But then he is no longer a "customer" for the original item.
If I don't buy any of Kodak's products, I'm not a Kodak customer.
Absolutely....in my Dad's time the equivalent products would have been made here in the UK, or possibly imported from Europe. The question of why this change has happened could fill dozens of books and journals....
They would be extremely short books though: the production of all of those items moved to China, because manufacturing them there is/was dirt cheap.
End of chapter. And of book.
Of course not, no. But a customer still.
Indeed. But what of it?
The thing is that there were too few Kodachrome buyers among Kodak's customers.
"For boutique production, a micro brewery of film so to speak"
For boutique production I don't think you need two lines. After all, there's not enough demand to support two lines. Microbreweries don't have two kettles.
Would it be expensive? You bet your sweet bippie. But wasn't there a comment that a roll in 1960 was equivalent to $74 in 2010 dollars? So if you can stay at about $65/roll you're still ahead of that.

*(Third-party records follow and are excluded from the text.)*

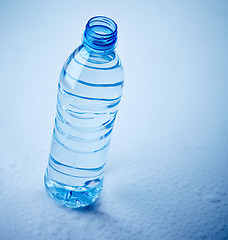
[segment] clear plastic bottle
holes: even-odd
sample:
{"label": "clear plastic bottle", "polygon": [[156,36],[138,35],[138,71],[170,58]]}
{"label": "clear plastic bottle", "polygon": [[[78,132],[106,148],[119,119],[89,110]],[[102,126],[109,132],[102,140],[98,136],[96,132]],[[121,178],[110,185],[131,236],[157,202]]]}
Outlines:
{"label": "clear plastic bottle", "polygon": [[44,182],[48,193],[68,207],[87,206],[102,190],[123,88],[116,43],[116,23],[107,17],[91,18],[82,45],[70,55],[60,74]]}

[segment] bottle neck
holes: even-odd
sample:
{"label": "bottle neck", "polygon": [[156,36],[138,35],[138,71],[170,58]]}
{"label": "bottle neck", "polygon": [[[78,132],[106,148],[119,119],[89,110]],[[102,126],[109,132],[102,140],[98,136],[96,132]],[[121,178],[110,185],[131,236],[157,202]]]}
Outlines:
{"label": "bottle neck", "polygon": [[82,43],[88,52],[106,54],[117,45],[117,25],[107,17],[91,18],[82,36]]}

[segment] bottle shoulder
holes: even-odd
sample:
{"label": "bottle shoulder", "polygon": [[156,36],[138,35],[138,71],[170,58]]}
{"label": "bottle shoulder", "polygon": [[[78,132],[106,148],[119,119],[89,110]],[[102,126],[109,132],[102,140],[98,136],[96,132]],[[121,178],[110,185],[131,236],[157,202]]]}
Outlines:
{"label": "bottle shoulder", "polygon": [[116,84],[123,82],[124,73],[116,51],[98,54],[80,45],[63,66],[61,78],[66,76],[91,84]]}

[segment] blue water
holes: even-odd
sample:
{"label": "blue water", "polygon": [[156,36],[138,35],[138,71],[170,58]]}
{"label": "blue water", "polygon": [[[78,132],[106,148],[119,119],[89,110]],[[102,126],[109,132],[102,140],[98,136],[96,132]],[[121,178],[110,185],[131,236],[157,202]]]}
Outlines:
{"label": "blue water", "polygon": [[102,190],[123,68],[114,50],[79,46],[63,66],[45,174],[48,193],[68,207],[87,206]]}

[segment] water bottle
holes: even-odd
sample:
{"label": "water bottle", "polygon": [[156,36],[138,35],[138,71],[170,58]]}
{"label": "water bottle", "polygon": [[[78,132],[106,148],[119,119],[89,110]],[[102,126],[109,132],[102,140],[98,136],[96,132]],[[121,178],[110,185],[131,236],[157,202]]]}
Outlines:
{"label": "water bottle", "polygon": [[67,207],[87,206],[102,190],[124,82],[116,45],[116,23],[103,16],[91,18],[82,44],[60,74],[44,182],[53,199]]}

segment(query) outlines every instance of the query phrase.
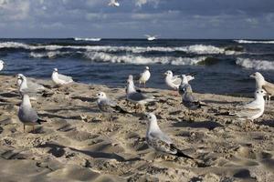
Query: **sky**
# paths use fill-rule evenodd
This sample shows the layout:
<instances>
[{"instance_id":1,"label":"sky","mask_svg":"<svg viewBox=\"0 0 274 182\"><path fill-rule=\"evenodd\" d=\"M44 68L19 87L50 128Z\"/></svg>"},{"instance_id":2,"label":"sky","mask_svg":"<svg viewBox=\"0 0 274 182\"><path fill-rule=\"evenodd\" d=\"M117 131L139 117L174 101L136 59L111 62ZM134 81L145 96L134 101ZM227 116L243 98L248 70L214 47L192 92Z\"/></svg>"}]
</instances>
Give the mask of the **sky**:
<instances>
[{"instance_id":1,"label":"sky","mask_svg":"<svg viewBox=\"0 0 274 182\"><path fill-rule=\"evenodd\" d=\"M0 37L274 38L274 0L0 0Z\"/></svg>"}]
</instances>

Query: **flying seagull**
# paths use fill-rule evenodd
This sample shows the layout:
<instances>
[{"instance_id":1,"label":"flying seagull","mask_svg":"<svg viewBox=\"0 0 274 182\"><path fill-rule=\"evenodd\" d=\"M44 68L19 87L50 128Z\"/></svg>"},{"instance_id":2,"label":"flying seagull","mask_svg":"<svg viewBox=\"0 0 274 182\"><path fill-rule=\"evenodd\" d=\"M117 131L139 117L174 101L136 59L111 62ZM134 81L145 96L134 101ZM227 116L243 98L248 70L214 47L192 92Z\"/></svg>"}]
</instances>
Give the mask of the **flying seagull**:
<instances>
[{"instance_id":1,"label":"flying seagull","mask_svg":"<svg viewBox=\"0 0 274 182\"><path fill-rule=\"evenodd\" d=\"M109 3L109 5L113 6L113 7L119 7L120 3L117 0L111 0L111 2Z\"/></svg>"},{"instance_id":2,"label":"flying seagull","mask_svg":"<svg viewBox=\"0 0 274 182\"><path fill-rule=\"evenodd\" d=\"M144 35L148 41L153 41L157 39L158 35Z\"/></svg>"}]
</instances>

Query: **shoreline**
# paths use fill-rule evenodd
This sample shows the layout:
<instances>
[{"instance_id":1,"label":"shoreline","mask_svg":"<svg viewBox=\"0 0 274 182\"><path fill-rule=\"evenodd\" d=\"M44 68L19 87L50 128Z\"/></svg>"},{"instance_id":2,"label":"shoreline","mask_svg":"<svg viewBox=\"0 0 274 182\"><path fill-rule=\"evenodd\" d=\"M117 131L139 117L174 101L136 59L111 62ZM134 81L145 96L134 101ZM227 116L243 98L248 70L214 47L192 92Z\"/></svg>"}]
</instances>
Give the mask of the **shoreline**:
<instances>
[{"instance_id":1,"label":"shoreline","mask_svg":"<svg viewBox=\"0 0 274 182\"><path fill-rule=\"evenodd\" d=\"M47 122L36 126L35 133L23 133L16 116L20 96L16 80L0 76L0 175L4 181L274 178L271 105L262 117L246 124L215 113L251 98L195 94L209 106L187 116L187 110L180 105L181 96L169 96L171 91L164 89L142 89L159 100L146 108L156 114L162 130L180 149L203 161L202 167L171 156L153 161L155 155L144 142L146 125L140 120L140 114L115 115L113 122L98 118L94 96L99 91L133 111L132 106L125 105L124 88L82 83L52 88L53 96L31 102ZM50 80L37 82L52 85Z\"/></svg>"}]
</instances>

One coating line for 18 in strips will let one slit 12 35mm strips or 7 120 strips with adequate edge guard bands.
I really doubt 8 folks working full time could have a master roll in one year. That seems a little aggressive. Perhaps two years.
With people complaining that film is going to $10/roll, this seems unsustainable.

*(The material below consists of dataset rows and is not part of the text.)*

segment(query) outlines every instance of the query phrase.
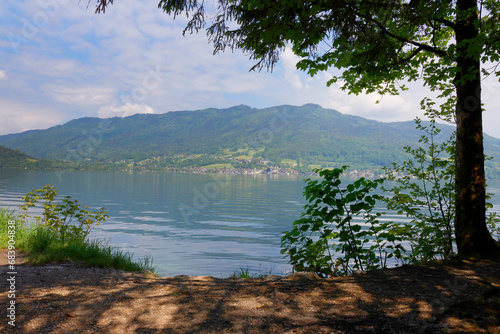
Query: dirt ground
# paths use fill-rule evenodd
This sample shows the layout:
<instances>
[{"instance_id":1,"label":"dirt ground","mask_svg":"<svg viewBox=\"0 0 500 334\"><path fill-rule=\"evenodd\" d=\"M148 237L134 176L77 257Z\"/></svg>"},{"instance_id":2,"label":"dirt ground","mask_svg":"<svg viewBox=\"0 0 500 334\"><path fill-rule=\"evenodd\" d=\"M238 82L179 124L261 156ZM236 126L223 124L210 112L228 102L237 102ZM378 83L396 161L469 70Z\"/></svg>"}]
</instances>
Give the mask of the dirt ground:
<instances>
[{"instance_id":1,"label":"dirt ground","mask_svg":"<svg viewBox=\"0 0 500 334\"><path fill-rule=\"evenodd\" d=\"M12 270L0 253L1 333L500 334L499 262L234 280L30 266L20 256Z\"/></svg>"}]
</instances>

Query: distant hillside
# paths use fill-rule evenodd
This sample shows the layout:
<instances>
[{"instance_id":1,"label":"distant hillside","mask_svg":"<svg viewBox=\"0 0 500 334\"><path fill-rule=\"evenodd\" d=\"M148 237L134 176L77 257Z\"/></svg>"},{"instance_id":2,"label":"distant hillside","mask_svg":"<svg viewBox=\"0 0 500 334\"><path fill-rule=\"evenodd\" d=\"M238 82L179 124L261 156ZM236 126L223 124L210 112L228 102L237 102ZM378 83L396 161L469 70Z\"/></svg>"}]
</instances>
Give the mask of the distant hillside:
<instances>
[{"instance_id":1,"label":"distant hillside","mask_svg":"<svg viewBox=\"0 0 500 334\"><path fill-rule=\"evenodd\" d=\"M444 126L442 137L453 127ZM0 144L38 158L140 161L151 156L252 152L279 163L379 168L407 158L421 133L413 122L382 123L307 104L177 111L125 118L81 118L47 130L0 136ZM500 159L500 140L485 139Z\"/></svg>"},{"instance_id":2,"label":"distant hillside","mask_svg":"<svg viewBox=\"0 0 500 334\"><path fill-rule=\"evenodd\" d=\"M19 150L0 145L0 168L43 168L50 167L50 161L35 159Z\"/></svg>"}]
</instances>

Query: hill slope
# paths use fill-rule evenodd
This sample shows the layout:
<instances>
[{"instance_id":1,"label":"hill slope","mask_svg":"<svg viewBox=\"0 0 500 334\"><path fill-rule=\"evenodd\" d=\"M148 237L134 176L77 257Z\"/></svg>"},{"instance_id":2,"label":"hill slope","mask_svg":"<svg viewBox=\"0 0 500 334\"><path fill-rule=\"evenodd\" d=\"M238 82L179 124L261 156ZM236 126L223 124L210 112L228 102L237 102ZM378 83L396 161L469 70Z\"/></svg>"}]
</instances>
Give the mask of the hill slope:
<instances>
[{"instance_id":1,"label":"hill slope","mask_svg":"<svg viewBox=\"0 0 500 334\"><path fill-rule=\"evenodd\" d=\"M453 130L444 126L442 137ZM0 136L0 144L40 158L142 160L158 155L253 151L254 156L300 164L390 165L421 133L413 122L382 123L307 104L253 109L178 111L125 118L81 118L47 130ZM486 139L500 158L500 140Z\"/></svg>"},{"instance_id":2,"label":"hill slope","mask_svg":"<svg viewBox=\"0 0 500 334\"><path fill-rule=\"evenodd\" d=\"M50 166L50 161L35 159L19 150L13 150L0 145L0 168L43 168Z\"/></svg>"}]
</instances>

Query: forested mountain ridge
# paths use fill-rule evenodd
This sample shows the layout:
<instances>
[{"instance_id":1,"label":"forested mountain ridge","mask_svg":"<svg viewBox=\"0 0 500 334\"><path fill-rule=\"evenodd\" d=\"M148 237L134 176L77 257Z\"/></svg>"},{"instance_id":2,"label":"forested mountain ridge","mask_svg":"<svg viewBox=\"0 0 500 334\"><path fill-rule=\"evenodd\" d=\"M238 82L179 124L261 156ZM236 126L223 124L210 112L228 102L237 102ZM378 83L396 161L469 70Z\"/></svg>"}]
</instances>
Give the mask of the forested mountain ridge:
<instances>
[{"instance_id":1,"label":"forested mountain ridge","mask_svg":"<svg viewBox=\"0 0 500 334\"><path fill-rule=\"evenodd\" d=\"M452 126L442 126L441 138ZM254 109L177 111L125 118L81 118L46 130L0 136L0 144L39 158L140 161L152 156L228 152L298 166L380 168L407 158L403 147L422 133L413 122L382 123L307 104ZM500 140L486 153L500 159Z\"/></svg>"},{"instance_id":2,"label":"forested mountain ridge","mask_svg":"<svg viewBox=\"0 0 500 334\"><path fill-rule=\"evenodd\" d=\"M0 168L46 168L51 166L50 161L35 159L19 150L0 145Z\"/></svg>"}]
</instances>

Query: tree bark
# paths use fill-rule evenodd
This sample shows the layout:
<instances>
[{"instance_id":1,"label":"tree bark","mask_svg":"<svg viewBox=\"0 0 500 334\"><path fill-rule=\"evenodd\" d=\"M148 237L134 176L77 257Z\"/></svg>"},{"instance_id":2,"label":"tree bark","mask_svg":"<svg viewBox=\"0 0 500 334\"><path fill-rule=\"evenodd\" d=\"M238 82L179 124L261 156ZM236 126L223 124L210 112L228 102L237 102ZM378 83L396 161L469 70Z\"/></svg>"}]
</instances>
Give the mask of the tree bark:
<instances>
[{"instance_id":1,"label":"tree bark","mask_svg":"<svg viewBox=\"0 0 500 334\"><path fill-rule=\"evenodd\" d=\"M486 226L480 60L479 53L475 56L468 52L467 42L478 35L477 1L459 0L457 6L455 236L458 255L497 258L500 244Z\"/></svg>"}]
</instances>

BTW, I once attended a talk by the head of the Kodak camera plant and he said that Kodak could (at that time - in the 80s) make lenses and cameras better than anyone in the world, but no one except the government could afford them. His evidence were the special cameras used for space work at the time (not the Hasselblads used for "snapshots") such as space reconnaissance.
PE
Not quite....but I'll accept "The thing is that there were too few Kodachrome buyers among film consumers".
I'll also grant that E6 initially gave many advantages, quick processing in local labs or by the user, and a variety of speeds (though the faster Ektachromes have vanished) and choices of contrast and color rendering (e.g. Velvia, etc.).
At the risk of being boring, though, it's still back to marketing, even Fuji stole a lot of Kodak's slide market when they first came into the arena, with, arguably, inferior products (or, maybe, "less good", for the time) riding on a lot of Kodak's original R & D plus some savvy marketing.
You cannot tie up the production machine to make test coatings!
And, microbreweries do not make full size batches of experiments.
The price of the film I referred to was $10 / roll, processing included in South East Asia. I made it clear that US prices were substantially lower.
Kodachrome 25 died because it could not be produced on the new machine without excessive waste and the market would not support the R&D to fix the problem, so it would have had to be sold at a loss due to the waste. TerryM mentioned this earlier.
PE
But K64 could. So the market was favouring the 64 type?
Nah...
And as good as, and even better 'quality'.
Why! we have to wait and see if any film will survive the almost complete transition to the Digido! Doesn't look good.
Without defining the purpose, there isn't an answer.
Definitions are for people who don't know anything.
Considering the company we're in, the definition is superfluous, the meaning to be considered known and understood.
Not doubting what you say.
Are the Chinese suppliers responsive to feedback, and is the quality improving with time?
Not making any point, just interested, having regard to the similar position when Japan started exporting goods in any quantity in the 50's and 60's. At first "Made in Japan" largely denoted cheap inferior products ("Japc**p") , but manufacturers listened to feedback and gradually the scene changed completely.
IMVHO, this might not happen as quickly with China...could be that the Japanese manufacturers back then had a longer-term ambition and goal to "be the best", whereas the present outlook in the newer far-East countries may be more orientated to maximising short-term returns and profits.
China probably produces the same percentage of bad products as every other country.
Are the Chinese suppliers responsive to feedback, and is the quality improving with time?
Not making any point, just interested, having regard to the similar position when Japan started exporting goods in any quantity in the 50's and 60's. At first "Made in Japan" largely denoted cheap inferior products ("Japc**p") , but manufacturers listened to feedback and gradually the scene changed completely.
IMVHO, this might not happen as quickly with China...could be that the Japanese manufacturers back then had a longer-term ambition and goal to "be the best", whereas the present outlook in the newer far-East countries may be more orientated to maximising short-term returns and profits.
And if you were taking the Kodak tour around lunchtime about a dozen Photo Engineers walked through the lobby and past the visitors and not one person in the crowds ever asked any of us a question.